Canisiuswerk vor Ort

» in der Diözese Graz-Seckau

 

Ihr Ansprechpartner

MMag. Thorsten Schreiber MA

Regens

MMag. Thorsten Schreiber

Bürgergasse 2

A - 8010 Graz

Tel.: +43 316 8042-7100

Mobil: +43 676 8742-6662

E-Mail

Veranstaltungen

Energie für die Seele tanken!
Aus unserem reichhaltigen Angebot wählen Sie hier:





31.
Mär.
23.
Nov.
Oberösterreich
Aus der Diözese Graz-Seckau

Priester als Brückenbauer

Erste Priesterweihe für Bischof Krautwaschl

„Weil Gott Liebe ist (1 Joh 4,16b), sind wir und seid Ihr berufen, zu lieben, also als Brückenbauer zu leben.” Brückenbauer inwiefern? Predigt von Bischof Krautwaschl.

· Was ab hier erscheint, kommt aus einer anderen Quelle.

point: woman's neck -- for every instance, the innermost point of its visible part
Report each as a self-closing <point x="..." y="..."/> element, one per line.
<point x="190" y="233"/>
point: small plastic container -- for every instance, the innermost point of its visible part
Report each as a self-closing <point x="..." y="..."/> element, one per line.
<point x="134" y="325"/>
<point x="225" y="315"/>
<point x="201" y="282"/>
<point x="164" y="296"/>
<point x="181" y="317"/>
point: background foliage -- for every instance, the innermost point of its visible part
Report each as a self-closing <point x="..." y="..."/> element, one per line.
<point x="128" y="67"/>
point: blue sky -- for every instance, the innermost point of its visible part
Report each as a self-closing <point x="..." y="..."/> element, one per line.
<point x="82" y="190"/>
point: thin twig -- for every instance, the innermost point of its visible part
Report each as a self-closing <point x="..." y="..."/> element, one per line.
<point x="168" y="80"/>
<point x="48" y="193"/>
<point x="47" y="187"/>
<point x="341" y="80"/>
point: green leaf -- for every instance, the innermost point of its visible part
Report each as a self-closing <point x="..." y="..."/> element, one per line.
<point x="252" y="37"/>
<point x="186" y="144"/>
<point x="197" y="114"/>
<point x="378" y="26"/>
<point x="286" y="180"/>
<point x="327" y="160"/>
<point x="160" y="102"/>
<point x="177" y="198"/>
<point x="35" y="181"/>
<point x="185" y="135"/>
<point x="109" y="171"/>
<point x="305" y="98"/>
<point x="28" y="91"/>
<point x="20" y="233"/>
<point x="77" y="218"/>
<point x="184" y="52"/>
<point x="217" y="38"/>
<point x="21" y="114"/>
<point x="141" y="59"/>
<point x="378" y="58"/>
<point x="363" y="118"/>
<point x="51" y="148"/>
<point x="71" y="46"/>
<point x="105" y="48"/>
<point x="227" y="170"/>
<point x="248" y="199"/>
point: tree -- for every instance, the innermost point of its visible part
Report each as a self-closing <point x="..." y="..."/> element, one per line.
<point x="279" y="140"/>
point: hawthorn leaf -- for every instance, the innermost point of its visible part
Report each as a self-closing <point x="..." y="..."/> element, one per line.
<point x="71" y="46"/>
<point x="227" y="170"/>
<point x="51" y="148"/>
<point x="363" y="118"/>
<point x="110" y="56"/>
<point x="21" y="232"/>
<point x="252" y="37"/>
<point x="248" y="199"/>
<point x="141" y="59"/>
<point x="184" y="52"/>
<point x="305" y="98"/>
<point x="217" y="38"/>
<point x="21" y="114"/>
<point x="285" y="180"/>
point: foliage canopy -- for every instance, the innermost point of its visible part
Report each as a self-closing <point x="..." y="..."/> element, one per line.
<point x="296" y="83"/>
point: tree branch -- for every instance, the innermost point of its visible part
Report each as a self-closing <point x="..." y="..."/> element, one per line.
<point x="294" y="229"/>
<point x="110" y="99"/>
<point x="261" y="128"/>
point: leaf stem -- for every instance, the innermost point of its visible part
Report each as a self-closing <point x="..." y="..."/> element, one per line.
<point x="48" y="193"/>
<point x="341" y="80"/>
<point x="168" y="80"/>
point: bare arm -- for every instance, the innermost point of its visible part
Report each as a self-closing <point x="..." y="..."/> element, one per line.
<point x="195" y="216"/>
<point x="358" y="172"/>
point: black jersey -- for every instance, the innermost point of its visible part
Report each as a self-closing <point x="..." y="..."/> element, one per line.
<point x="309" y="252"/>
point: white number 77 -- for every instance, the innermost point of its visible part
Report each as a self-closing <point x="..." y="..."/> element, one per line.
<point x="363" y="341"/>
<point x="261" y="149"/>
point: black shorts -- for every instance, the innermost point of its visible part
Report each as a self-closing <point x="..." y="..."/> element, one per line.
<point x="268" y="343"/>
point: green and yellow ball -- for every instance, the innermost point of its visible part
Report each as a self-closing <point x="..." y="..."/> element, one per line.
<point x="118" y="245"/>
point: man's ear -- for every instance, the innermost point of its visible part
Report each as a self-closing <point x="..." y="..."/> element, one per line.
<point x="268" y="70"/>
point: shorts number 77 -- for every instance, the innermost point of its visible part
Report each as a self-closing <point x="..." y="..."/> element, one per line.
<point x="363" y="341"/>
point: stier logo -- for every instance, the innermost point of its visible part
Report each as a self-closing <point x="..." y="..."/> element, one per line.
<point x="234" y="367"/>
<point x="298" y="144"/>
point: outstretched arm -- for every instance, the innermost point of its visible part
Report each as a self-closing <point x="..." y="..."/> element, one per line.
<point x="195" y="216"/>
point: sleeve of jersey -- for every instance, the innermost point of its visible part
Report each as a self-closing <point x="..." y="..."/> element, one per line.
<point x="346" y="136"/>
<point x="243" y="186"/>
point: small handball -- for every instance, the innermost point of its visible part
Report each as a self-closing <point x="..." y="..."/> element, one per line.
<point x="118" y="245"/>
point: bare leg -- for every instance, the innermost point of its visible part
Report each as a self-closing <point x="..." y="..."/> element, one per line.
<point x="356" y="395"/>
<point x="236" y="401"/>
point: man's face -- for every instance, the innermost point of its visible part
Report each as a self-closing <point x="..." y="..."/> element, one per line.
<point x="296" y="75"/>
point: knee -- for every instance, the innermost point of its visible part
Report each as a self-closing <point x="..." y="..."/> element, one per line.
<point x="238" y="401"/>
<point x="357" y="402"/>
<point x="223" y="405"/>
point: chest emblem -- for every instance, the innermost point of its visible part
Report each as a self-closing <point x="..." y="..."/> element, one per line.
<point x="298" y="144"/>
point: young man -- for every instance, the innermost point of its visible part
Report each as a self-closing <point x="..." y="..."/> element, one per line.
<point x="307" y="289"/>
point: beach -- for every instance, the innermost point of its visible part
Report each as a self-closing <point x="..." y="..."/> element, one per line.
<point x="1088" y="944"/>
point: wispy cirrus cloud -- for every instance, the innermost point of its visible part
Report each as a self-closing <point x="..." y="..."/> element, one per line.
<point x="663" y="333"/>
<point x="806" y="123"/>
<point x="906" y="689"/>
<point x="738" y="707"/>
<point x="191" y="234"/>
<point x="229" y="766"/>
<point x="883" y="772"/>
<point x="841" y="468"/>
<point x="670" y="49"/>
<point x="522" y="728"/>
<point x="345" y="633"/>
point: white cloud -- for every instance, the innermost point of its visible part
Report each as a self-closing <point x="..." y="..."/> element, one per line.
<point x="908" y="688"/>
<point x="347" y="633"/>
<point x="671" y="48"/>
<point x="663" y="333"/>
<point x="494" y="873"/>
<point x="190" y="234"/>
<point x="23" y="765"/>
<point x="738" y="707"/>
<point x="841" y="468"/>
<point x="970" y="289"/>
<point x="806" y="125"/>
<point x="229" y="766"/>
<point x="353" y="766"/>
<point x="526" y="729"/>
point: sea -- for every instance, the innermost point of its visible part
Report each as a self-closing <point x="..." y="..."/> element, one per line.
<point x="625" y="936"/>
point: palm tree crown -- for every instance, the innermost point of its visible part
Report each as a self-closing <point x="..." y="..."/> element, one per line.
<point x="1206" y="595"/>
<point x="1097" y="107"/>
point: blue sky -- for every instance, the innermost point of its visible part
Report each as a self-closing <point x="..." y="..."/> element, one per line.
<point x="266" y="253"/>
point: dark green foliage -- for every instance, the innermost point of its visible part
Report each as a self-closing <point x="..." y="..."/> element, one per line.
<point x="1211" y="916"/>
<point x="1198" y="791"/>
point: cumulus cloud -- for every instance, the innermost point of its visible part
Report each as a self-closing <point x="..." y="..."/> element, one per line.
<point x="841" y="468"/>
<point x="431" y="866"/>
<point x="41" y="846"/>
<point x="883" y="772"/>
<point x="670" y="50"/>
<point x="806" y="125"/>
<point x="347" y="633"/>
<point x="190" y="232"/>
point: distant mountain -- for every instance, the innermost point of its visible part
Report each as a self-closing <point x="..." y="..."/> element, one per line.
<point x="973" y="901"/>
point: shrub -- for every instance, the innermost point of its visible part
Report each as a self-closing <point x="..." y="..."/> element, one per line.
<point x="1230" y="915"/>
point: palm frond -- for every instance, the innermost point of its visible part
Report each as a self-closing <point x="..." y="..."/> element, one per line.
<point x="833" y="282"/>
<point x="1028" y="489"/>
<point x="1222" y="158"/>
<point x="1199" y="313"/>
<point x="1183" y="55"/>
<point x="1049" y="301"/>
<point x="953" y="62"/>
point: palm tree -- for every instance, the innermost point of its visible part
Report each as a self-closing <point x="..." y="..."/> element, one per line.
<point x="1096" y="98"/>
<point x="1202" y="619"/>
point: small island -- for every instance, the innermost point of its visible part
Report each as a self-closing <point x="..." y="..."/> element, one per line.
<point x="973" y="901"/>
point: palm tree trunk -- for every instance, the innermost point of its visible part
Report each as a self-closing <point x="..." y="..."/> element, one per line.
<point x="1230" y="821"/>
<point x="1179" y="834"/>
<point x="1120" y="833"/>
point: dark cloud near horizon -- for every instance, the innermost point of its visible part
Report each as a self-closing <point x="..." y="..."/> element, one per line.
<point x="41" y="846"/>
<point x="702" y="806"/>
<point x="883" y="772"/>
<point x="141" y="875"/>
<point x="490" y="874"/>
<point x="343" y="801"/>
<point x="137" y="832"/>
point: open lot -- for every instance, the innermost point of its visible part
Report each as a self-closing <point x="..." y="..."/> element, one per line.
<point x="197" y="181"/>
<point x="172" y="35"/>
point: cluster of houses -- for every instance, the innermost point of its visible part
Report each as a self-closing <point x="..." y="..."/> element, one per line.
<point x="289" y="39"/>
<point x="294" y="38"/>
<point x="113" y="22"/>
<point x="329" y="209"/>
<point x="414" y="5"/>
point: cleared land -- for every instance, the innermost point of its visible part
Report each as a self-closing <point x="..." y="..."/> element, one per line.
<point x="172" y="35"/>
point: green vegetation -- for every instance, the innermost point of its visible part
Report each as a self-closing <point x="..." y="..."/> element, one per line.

Diakon Michael Jung Hoon Kim aus der Partnerdiözese Masan in Südkorea sowie Br.Tobias Koszogovits, OFM aus dem Franziskanerorden wurden von Bischof Wilhelm Krautwaschl am 28. Juni 2015 zu Priestern geweiht.Diakon Michael Jung Hoon Kim aus der Partnerdiözese Masan in Südkorea sowie Br.Tobias Koszogovits, OFM aus dem Franziskanerorden wurden von Bischof Wilhelm Krautwaschl am 28. Juni 2015 zu Priestern geweiht. Eine Premiere auch für den vor zwei Wochen neu geweihten Bischof Wilhelm Krautwaschl.

 

Liebe Weihekandidaten! Schwestern und Brüder!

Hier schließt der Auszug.